Providing Open Architecture High Availability Solutions

Providing Open Architecture High Availability Solutions
61
Common techniques for recovery start with the ability to have some level of redundancy. Typically
redundancy for a recovery action is either in time or in space. A redundant component is one that
can be connected to the same inputs and can provide the same outputs as another component. If this
component is always connected to the inputs, the failover process is simply to throw the output
switch from the currently active device to the redundant backup device (switchover). The state
data is maintained by the input stream, so no interaction between the primary and backup would
need to take place. This is redundancy in space (spatial redundancy) because there is essentially no
time needed to perform the switchover.
Another method of spatial redundancy is if the active component periodically captures the state and
forwards it to a standby that is just validating the state and storing it. In the event that the active is
no longer providing the service, a recovery action would be to restart the operation from the last
known good state on the standby system. Both of these approaches can be referred to as
active/standby.
To continue with the networking theme and carry forward from the isolation phase, re-routing and
the acknowledgement or negative acknowledgement of TCP packets would be a recovery action as
well. In this case the protocol is built to be a reliable transport so the negative acknowledgements,
or lack of any acknowledgement, will cause the protocol to start the recovery action. This is
redundancy in time, or temporal redundancy.
The following sections address the reloading or restarting of an application, protocol or even the
operating system. This typically requires graduated levels of time to do the recovery.
6.4.5 Techniques
Switchover. This technique is used in a redundant operation and can refer to the switchover of any
component to another whether it is performing the same operation and only switches the output or
that it recovers from a known state. The component in this case could be hardware or software. The
redundancy can be of a peripheral component or even the core processing element. This typically is
identified as a 2N redundancy.
Re-routing. This technique could also be referred to as load balancing or load sharing. This is used
with an N + 1 or more generally N + M redundancy. This means that there is N components
providing service and any one of those components could be replaced by M other components.
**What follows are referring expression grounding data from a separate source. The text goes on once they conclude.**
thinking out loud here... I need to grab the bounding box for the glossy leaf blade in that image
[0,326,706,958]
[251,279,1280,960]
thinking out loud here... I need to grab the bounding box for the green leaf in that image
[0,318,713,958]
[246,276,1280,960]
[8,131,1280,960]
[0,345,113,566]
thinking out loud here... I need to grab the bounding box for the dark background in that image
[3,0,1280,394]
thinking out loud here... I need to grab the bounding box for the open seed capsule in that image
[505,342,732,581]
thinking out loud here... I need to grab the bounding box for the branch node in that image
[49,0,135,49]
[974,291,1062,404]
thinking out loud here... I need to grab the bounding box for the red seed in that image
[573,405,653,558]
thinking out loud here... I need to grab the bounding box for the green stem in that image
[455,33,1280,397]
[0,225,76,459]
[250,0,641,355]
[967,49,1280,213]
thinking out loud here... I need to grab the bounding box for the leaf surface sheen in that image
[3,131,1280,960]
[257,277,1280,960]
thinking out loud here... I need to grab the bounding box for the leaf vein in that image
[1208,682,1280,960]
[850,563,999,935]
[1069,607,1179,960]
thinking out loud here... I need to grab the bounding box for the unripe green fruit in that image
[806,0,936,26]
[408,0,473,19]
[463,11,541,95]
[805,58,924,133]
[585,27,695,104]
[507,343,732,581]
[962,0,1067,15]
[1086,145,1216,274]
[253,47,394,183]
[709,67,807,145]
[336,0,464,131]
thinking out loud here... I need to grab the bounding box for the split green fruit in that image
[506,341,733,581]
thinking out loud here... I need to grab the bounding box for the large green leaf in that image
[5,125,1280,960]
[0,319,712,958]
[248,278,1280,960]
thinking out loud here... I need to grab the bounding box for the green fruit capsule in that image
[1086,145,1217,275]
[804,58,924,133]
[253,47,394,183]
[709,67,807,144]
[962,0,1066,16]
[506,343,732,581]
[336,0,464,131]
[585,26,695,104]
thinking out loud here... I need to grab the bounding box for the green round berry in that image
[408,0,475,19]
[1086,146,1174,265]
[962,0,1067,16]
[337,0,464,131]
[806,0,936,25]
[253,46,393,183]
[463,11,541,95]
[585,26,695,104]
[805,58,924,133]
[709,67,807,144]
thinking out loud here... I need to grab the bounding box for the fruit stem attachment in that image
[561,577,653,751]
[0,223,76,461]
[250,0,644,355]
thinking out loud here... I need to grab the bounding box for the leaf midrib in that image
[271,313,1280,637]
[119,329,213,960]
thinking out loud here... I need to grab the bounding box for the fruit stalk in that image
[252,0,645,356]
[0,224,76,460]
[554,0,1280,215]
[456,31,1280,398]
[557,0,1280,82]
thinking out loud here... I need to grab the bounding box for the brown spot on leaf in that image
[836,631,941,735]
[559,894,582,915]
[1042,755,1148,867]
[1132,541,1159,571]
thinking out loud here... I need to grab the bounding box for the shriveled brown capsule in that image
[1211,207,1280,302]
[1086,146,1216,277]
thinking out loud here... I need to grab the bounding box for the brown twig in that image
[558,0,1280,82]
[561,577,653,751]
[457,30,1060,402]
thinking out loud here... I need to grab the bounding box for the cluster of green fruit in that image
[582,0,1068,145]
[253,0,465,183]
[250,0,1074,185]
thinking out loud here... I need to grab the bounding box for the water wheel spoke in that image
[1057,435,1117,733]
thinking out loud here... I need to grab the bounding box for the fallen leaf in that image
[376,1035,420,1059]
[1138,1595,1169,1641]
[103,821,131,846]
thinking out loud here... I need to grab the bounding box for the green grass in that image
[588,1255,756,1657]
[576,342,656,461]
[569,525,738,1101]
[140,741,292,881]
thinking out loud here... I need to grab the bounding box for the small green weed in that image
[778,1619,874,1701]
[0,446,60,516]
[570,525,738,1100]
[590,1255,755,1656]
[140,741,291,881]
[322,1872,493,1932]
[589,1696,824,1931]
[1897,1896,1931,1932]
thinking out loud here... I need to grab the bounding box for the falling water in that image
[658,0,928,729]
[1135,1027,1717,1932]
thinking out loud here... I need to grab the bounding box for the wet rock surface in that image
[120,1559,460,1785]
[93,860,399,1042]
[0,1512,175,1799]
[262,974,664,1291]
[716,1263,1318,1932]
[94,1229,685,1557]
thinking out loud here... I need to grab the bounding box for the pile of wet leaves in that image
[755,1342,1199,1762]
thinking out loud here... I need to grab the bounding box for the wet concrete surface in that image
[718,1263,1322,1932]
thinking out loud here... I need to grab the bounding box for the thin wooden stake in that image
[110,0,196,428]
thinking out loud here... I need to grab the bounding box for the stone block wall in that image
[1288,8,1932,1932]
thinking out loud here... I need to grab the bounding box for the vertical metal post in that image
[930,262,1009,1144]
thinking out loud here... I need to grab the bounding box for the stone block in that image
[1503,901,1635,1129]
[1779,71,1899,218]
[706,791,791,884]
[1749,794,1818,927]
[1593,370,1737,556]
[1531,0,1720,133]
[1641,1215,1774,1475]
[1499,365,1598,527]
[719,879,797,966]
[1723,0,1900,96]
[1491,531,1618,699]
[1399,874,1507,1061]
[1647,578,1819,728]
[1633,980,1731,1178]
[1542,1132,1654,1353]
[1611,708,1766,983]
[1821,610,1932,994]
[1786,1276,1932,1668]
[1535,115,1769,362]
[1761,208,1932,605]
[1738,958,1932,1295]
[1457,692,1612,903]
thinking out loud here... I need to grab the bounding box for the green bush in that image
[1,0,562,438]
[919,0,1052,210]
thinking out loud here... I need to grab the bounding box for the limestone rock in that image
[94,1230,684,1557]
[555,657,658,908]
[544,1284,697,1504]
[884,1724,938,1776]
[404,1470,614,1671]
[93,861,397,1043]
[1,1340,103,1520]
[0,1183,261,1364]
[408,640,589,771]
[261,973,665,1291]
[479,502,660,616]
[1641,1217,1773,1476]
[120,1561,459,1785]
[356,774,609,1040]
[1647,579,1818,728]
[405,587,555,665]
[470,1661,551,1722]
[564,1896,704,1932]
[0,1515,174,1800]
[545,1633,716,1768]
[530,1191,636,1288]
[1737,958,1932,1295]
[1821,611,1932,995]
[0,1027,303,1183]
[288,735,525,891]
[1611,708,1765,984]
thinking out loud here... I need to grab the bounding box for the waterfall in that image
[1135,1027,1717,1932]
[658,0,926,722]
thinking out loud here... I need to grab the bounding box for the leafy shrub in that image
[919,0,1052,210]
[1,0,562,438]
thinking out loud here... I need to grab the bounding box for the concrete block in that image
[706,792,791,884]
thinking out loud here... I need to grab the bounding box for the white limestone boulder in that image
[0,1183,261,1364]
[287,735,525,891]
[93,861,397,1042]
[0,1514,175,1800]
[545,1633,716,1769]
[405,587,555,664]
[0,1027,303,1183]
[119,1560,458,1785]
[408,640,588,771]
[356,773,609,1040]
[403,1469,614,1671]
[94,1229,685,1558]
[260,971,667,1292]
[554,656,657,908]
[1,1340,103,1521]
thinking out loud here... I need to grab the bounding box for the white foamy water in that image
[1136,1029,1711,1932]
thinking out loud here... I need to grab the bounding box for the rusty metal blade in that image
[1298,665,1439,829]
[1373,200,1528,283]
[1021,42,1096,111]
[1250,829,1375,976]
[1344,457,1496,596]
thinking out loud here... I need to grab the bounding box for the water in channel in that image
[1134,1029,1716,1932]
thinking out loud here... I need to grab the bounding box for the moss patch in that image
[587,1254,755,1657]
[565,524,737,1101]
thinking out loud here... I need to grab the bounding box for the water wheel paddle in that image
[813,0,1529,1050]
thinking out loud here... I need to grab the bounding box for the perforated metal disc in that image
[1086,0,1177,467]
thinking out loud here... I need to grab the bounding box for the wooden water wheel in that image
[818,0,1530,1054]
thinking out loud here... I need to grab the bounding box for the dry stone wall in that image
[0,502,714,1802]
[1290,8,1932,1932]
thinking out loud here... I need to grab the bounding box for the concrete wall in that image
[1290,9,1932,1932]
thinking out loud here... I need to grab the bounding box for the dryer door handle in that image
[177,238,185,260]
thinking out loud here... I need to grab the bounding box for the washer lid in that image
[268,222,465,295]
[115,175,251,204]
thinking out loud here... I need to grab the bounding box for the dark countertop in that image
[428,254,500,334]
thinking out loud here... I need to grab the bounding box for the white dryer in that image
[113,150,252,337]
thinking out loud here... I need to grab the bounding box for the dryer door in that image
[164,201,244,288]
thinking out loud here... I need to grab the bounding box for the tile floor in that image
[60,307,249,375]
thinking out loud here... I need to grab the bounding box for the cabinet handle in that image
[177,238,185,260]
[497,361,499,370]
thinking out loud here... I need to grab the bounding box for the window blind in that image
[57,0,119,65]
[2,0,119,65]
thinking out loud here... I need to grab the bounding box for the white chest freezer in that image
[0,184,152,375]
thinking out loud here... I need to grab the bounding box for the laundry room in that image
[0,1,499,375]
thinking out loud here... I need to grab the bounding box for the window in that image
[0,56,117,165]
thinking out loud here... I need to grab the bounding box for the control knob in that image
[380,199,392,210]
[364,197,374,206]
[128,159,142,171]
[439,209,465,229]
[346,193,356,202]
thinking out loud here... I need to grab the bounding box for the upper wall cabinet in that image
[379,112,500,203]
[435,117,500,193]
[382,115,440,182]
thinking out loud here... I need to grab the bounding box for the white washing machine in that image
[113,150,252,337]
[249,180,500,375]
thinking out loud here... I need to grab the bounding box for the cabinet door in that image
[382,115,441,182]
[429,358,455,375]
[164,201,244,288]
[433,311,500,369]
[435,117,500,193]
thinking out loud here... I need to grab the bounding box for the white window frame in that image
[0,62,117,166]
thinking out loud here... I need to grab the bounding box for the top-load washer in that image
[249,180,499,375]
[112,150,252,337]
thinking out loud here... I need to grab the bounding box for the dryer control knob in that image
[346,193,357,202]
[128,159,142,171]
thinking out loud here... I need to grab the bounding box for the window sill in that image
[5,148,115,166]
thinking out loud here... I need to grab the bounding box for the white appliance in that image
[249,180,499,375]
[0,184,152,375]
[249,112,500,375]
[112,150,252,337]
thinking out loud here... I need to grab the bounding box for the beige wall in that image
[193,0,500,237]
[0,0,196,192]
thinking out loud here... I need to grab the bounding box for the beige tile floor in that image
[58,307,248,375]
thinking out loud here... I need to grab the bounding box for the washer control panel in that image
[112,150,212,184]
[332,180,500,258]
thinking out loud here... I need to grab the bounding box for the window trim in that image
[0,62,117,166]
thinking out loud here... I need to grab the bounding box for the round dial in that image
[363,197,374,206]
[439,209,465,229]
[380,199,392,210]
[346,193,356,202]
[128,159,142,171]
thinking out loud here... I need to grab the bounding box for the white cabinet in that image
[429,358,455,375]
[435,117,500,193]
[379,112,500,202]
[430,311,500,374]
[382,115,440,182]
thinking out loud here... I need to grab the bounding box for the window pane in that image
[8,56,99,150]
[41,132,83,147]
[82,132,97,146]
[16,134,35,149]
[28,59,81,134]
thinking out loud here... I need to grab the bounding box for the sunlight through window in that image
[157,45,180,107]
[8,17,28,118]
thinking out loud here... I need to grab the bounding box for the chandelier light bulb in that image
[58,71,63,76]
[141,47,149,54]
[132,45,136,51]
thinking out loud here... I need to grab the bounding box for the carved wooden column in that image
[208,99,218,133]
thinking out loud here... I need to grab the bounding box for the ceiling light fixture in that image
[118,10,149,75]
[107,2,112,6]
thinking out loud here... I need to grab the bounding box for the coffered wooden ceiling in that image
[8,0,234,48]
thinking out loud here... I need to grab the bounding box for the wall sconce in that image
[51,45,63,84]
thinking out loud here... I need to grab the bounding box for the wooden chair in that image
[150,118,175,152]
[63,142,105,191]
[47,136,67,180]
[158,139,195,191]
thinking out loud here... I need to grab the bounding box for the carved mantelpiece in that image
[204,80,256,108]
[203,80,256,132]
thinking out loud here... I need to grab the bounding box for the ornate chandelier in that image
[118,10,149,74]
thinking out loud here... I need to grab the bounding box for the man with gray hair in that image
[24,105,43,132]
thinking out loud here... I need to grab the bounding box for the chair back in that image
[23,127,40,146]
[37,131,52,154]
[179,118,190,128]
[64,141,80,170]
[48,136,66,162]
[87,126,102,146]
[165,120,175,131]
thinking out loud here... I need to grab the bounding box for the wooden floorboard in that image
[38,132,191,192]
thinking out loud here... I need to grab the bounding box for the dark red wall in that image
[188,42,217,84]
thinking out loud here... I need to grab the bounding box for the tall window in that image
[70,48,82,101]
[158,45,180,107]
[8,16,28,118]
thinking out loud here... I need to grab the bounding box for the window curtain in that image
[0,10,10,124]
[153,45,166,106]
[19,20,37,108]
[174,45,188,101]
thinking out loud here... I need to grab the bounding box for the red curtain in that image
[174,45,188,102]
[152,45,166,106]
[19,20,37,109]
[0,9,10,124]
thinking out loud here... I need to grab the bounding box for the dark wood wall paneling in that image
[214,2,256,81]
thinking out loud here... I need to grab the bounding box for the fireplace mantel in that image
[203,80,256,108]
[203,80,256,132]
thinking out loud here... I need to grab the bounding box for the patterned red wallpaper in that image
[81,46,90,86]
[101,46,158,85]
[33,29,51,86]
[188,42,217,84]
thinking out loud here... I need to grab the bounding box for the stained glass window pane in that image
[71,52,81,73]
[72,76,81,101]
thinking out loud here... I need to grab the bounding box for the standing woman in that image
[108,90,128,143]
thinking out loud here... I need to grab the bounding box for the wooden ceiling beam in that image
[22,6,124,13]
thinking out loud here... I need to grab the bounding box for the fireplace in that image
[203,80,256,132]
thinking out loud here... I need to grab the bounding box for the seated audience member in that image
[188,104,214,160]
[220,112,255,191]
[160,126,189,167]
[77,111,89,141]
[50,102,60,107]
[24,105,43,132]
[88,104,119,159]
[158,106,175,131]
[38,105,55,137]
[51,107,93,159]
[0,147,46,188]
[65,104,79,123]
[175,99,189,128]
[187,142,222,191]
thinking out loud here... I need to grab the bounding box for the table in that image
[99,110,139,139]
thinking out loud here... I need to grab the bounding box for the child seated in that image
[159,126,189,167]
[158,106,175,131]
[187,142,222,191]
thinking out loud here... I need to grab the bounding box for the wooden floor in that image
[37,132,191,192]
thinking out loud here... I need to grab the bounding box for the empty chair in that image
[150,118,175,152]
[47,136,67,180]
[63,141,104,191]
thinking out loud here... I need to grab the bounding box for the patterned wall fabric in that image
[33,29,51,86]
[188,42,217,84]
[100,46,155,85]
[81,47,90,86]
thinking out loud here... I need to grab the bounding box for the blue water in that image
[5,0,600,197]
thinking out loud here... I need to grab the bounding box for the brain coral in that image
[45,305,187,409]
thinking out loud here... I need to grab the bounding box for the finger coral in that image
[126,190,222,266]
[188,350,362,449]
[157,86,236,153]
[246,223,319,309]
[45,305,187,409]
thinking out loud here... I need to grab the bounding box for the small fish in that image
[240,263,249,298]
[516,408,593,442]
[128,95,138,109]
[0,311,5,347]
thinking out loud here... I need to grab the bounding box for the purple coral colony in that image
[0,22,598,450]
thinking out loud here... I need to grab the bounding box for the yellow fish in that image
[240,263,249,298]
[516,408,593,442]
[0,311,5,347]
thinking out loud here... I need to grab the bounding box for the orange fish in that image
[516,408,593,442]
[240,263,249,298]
Software Rejuvenation. The simplest form of this technique is by the example of a screen refresh
— it rejuvenates the image. In the general case this would be the restart or reloading of an
application, dynamic library or protocol to cause a system to reset and initialize the resources it
uses to perform the service.
Reboot. This is the most radical of the rejuvenation steps. This restarts the operating system as well
as the protocols, libraries and applications.
6.4.6 Dependencies
Recovery depends on the policies, redundancy elements and the techniques which are typically part
of set of policy descriptions that are used when the system is configured. It is the last of the process
steps for service restoration.